There isn’t much in the compartment, except for a section of hefty steel pipe about twenty millimeters in diameter and one meter in length. Two hatches open from this tiny chamber, one out to the corridor and one up to the compartment directly above.
Using the pipe as a pry bar, Potulniy manages to undog the upper hatch and climb up the ladder. This compartment is normally used to stow spare equipment for the electronic gear. But all those parts have been used, and the compartment is empty until they put in for a refit and load a new set.
But there is another hatch to the corridor, and Potulniy sets to work on this latching mechanism. It’s a wheel about the diameter of a big dinner plate. Turning it left causes the locking bars to withdraw from the receivers, allowing the hatch to be opened. But the wheel can be dogged down from the outside, making it impossible to turn.
After a minute or two with the pipe, the locking mechanism comes free, and Potulniy is able to turn the wheel.
The locking bars are withdrawn, but the hatch will not open. Something is blocking it, possibly a shoring beam.

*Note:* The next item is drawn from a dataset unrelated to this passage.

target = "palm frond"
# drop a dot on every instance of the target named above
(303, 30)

At that point a nearly overwhelming sense of hopelessness and indignation and even rage threatens to overcome Potulniy. He attacks the door like a madman, smashing the heavy steel pipe against the locking mechanism. The racket makes it nearly impossible to think.
Between blows Potulniy hears someone shouting just outside in the corridor and he stops in mid-swing.
“Captain, you must stop!”
It is Seaman Shein. Potulniy recognizes the kid’s voice from the incident earlier this evening. “Let me out of here!” Potulniy shouts. “That is a direct order from your commander!”
“Sir, I can’t do that.”
Potulniy tosses the pipe aside and puts his shoulder into the hatch.